According to Keep America Beautiful’s (KAB) largest-ever litter study, over 51 billion pieces of trash end up on U.S. roadways each year. While overall findings determined that litter has decreased over the past few decades, it also concluded that it is still nothing to be discounted in terms of the toll it can take.
“Litter is still out there,” says Steven Stein, Principal at Environmental Resources Planning LLC and co-author of KAB’s survey. “On average, there’s one piece per foot for all U.S. roadways.”
Litter: Still a Problem
Littering still has a big impact on communities and environments. Some litter bugs might be surprised to find out just how far-reaching their bad habit really is. Litter can be surprisingly mobile, thanks largely to weather and waterways.

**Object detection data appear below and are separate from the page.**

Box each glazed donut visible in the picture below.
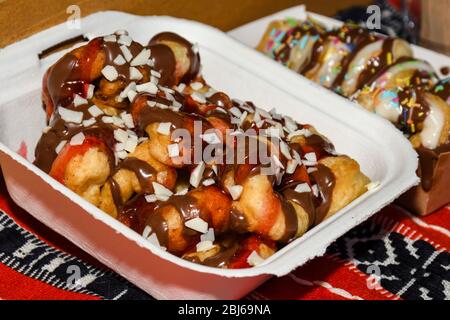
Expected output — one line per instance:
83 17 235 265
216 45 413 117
34 30 370 268
257 18 450 200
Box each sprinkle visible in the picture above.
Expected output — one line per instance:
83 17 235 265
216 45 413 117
127 90 137 102
228 185 244 201
142 225 152 239
167 143 180 158
120 112 134 129
136 82 158 94
191 92 206 104
73 94 88 107
130 48 151 67
86 84 95 99
147 233 165 249
69 132 86 146
272 155 284 169
130 67 144 80
294 183 311 193
117 34 133 47
88 104 103 118
150 70 161 78
287 129 312 140
229 107 242 118
114 29 128 36
189 162 205 188
366 181 380 191
177 83 186 92
300 35 309 49
120 81 136 98
202 178 216 187
102 116 114 123
124 138 138 153
120 46 133 62
114 129 128 143
102 66 119 81
200 228 216 242
116 150 128 160
55 140 67 154
113 54 127 66
306 167 317 174
200 132 221 144
286 159 298 174
312 184 319 197
184 217 208 233
156 122 172 136
83 118 97 127
247 251 264 267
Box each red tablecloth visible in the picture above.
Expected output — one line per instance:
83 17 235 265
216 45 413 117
0 170 450 300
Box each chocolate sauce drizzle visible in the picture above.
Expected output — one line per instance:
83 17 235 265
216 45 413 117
34 31 344 267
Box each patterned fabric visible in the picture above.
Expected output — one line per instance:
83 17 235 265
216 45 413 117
0 170 450 300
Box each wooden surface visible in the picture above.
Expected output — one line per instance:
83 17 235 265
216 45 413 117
0 0 371 48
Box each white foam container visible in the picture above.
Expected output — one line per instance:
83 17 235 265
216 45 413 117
228 5 450 80
0 12 418 299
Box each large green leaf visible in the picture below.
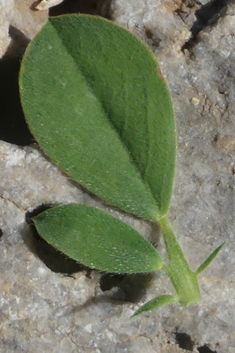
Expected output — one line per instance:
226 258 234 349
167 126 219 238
33 204 163 273
20 15 176 220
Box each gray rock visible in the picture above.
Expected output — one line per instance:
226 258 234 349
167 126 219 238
0 0 235 353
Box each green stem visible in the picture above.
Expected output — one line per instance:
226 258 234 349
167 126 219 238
160 218 201 306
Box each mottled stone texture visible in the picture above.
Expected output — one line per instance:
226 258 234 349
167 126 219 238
0 0 235 353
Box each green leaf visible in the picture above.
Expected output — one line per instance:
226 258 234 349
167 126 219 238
132 295 179 317
20 15 176 220
32 204 163 273
195 242 225 275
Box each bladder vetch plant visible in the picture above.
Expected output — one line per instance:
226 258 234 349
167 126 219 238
19 15 223 315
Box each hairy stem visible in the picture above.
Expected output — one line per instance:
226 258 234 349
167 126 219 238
160 218 201 306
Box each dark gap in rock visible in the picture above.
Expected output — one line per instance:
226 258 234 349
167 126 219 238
174 332 194 352
100 273 154 303
49 0 112 19
197 344 217 353
144 27 161 48
0 55 34 146
181 0 233 52
23 205 87 276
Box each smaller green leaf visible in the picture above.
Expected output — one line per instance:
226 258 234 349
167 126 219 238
132 295 179 317
195 242 225 275
32 204 163 273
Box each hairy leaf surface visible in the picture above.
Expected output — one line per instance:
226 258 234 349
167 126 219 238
20 15 176 220
33 204 162 273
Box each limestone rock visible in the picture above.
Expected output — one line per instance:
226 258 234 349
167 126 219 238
0 0 235 353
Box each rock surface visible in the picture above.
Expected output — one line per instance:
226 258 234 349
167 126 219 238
0 0 235 353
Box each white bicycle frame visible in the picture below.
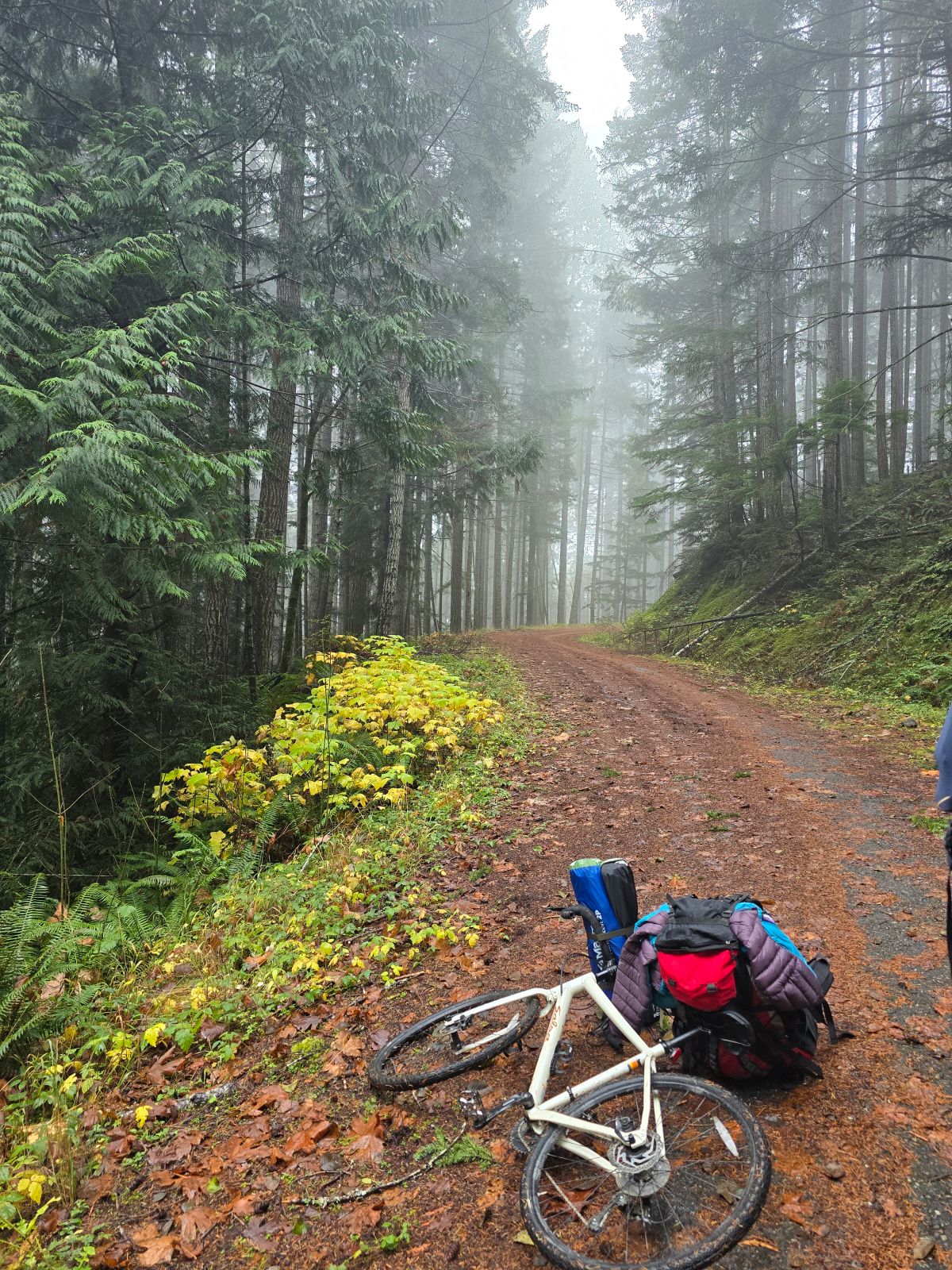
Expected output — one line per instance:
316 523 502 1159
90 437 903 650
446 972 665 1173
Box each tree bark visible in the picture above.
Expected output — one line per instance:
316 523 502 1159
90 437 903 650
251 106 305 675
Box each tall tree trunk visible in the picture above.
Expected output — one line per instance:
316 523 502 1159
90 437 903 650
823 0 850 551
569 421 594 626
589 409 608 626
251 104 305 673
849 44 868 487
556 472 569 626
377 375 410 635
449 472 466 633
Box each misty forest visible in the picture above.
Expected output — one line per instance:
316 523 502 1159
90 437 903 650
0 0 952 1270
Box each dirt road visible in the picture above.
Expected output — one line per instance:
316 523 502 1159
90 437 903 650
98 631 952 1270
485 631 952 1268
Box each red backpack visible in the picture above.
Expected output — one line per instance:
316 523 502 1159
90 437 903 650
654 895 849 1080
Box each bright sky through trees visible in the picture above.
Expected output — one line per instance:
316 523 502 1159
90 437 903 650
532 0 636 148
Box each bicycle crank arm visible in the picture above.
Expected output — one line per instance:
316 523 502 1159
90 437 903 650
459 1090 536 1129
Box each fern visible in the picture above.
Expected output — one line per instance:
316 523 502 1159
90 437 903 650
414 1126 493 1168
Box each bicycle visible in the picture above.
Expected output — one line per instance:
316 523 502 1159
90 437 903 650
368 904 770 1270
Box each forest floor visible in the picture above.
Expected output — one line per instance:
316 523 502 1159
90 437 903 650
91 630 952 1270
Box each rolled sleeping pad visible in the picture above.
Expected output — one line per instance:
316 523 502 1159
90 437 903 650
569 859 639 973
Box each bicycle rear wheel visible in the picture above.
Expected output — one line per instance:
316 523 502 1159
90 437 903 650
367 992 539 1090
520 1075 770 1270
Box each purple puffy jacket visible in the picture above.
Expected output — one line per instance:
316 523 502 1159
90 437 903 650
612 902 823 1027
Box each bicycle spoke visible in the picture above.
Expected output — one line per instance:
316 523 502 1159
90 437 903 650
523 1077 766 1270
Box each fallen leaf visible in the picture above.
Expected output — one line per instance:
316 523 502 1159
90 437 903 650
132 1222 179 1266
248 1084 298 1115
344 1111 383 1164
179 1204 219 1256
79 1173 116 1213
89 1240 132 1270
241 1217 288 1253
146 1132 205 1168
231 1192 263 1217
284 1120 338 1156
344 1204 383 1234
478 1177 505 1209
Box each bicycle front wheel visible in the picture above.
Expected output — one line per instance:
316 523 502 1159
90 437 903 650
522 1075 770 1270
367 992 539 1090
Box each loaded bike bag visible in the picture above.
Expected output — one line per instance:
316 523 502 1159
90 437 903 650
655 897 740 1011
569 859 639 973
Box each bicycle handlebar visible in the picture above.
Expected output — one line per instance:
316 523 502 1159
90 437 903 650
546 904 618 974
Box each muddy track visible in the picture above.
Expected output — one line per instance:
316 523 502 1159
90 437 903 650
98 630 952 1270
485 631 952 1268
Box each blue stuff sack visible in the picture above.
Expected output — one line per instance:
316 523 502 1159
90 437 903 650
569 859 639 974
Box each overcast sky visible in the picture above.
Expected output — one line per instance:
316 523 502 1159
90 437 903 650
532 0 635 146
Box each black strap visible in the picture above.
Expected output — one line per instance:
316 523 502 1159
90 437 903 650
599 926 635 944
819 997 854 1045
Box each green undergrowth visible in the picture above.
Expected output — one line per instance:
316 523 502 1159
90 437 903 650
0 650 536 1268
601 474 952 724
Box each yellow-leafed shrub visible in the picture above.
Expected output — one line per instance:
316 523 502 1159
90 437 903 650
154 637 503 855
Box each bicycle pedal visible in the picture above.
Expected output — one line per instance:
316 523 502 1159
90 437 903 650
459 1090 486 1120
550 1040 575 1072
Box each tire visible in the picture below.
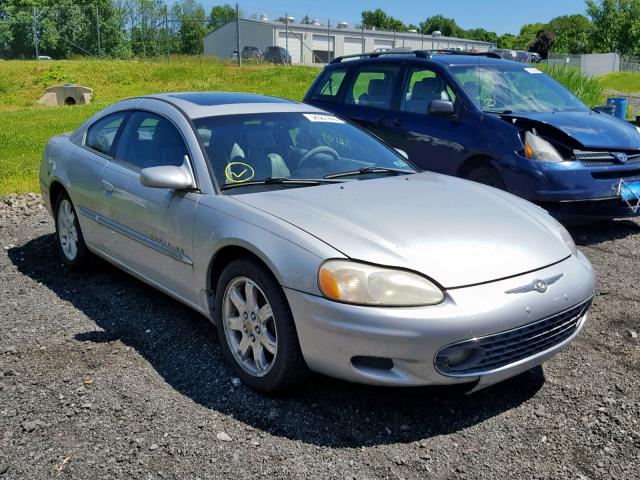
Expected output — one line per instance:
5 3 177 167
54 192 91 270
465 165 506 190
214 258 309 393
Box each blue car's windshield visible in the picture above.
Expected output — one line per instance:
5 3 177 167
194 112 415 187
451 64 589 113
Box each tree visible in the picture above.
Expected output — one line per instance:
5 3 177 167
587 0 640 54
207 3 236 29
361 8 407 32
180 0 207 55
529 30 555 60
464 28 498 43
420 15 464 37
547 14 593 54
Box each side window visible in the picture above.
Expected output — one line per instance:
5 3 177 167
116 112 188 168
400 68 456 113
313 70 347 101
345 65 400 108
84 112 126 156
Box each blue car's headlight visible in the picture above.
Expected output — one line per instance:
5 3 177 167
524 132 564 162
318 260 444 307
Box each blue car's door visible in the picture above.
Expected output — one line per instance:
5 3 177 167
322 63 402 141
378 65 478 174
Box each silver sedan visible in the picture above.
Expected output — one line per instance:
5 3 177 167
40 93 594 392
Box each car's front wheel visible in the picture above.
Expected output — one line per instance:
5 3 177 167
55 192 91 270
215 259 308 393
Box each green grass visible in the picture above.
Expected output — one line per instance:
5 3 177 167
600 72 640 93
541 65 602 107
0 57 320 195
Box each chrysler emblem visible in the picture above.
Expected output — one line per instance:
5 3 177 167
611 152 629 163
505 273 564 293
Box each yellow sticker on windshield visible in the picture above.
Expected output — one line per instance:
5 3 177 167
224 162 256 183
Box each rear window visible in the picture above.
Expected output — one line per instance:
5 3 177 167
312 70 347 101
85 112 126 156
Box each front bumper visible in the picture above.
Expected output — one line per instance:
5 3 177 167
497 153 640 218
285 254 594 388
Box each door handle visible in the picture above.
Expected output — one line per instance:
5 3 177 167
100 180 113 192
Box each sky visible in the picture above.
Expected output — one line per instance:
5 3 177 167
201 0 586 35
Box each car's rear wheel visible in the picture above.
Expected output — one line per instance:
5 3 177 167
215 259 308 393
465 165 506 190
55 192 91 270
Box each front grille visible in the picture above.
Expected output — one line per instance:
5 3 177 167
435 300 591 376
573 150 640 167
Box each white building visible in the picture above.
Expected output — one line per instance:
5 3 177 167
204 19 496 64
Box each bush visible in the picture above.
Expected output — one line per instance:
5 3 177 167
541 65 602 107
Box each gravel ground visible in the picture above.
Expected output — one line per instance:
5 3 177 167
0 194 640 479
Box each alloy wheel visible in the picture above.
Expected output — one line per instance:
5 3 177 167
222 277 278 377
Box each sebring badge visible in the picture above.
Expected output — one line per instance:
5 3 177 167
505 273 564 293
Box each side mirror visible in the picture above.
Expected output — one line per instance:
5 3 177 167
140 156 196 190
427 100 455 117
394 148 409 160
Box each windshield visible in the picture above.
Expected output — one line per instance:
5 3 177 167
452 65 589 113
194 113 415 191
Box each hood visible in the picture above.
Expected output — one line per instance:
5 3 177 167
502 110 640 150
234 173 571 288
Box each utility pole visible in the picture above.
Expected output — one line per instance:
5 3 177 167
236 3 242 66
33 7 40 60
96 4 102 57
164 9 171 63
327 19 331 63
284 12 289 58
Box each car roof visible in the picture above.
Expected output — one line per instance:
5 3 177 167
327 52 523 68
146 92 323 119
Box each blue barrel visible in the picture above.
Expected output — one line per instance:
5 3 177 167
607 97 629 120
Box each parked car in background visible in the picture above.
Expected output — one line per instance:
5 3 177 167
304 52 640 221
264 46 291 65
40 93 594 392
242 46 262 62
489 48 518 61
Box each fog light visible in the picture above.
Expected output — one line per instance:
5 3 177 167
436 346 485 372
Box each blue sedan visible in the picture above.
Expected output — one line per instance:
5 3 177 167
305 51 640 221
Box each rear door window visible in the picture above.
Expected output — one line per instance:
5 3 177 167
345 65 400 109
84 112 127 157
312 69 347 102
400 67 456 114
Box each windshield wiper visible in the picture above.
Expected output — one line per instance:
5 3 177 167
220 177 338 190
324 167 417 179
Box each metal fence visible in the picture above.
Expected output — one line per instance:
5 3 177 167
543 53 640 76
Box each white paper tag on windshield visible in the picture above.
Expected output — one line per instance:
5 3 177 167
303 113 344 123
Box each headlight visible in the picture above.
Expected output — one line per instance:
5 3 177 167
524 132 564 162
558 223 578 255
318 260 444 307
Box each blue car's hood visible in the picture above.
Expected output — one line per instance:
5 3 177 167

Regardless of its mode of transportation – animals, wind, rain, human error – once litter finds a sewer drain, storm drain or smaller waterway it can travel for many miles to eventually be deposited on beaches or in larger bodies of water.
“The concern about trash and waterways is appropriate,” says Stein. “We have to somehow make a connection. Sometimes we don’t realize that what we’re trashing are our own homes and communities.”
Apart from being unsightly, this traveling trash can pose serious threats to the wildlife and the ecosystems of our oceans and waterways. Animals often accidentally consume litter in their environment mistaking it for food and in other circumstances end up getting tangled or trapped in it. Even without direct contact, litter can be harmful, as some materials become contaminants as they degrade over time.
The human impact of the litter problem is just as real. Litter affects human health, communities and economies by contaminating water supplies and hurting the food chain, lowering property values and costing billions (that’s billions with a B!) in cleanup efforts just in the U.S. – not to mention worldwide. Keep America Beautiful estimates that the U.S. spends at least $11.5 billion annually on litter clean up and prevention.
While local, national and global cleanup efforts are always underway to help restore the environment, some organizations are putting the focus on prevention in hopes of reducing the problem in the first place.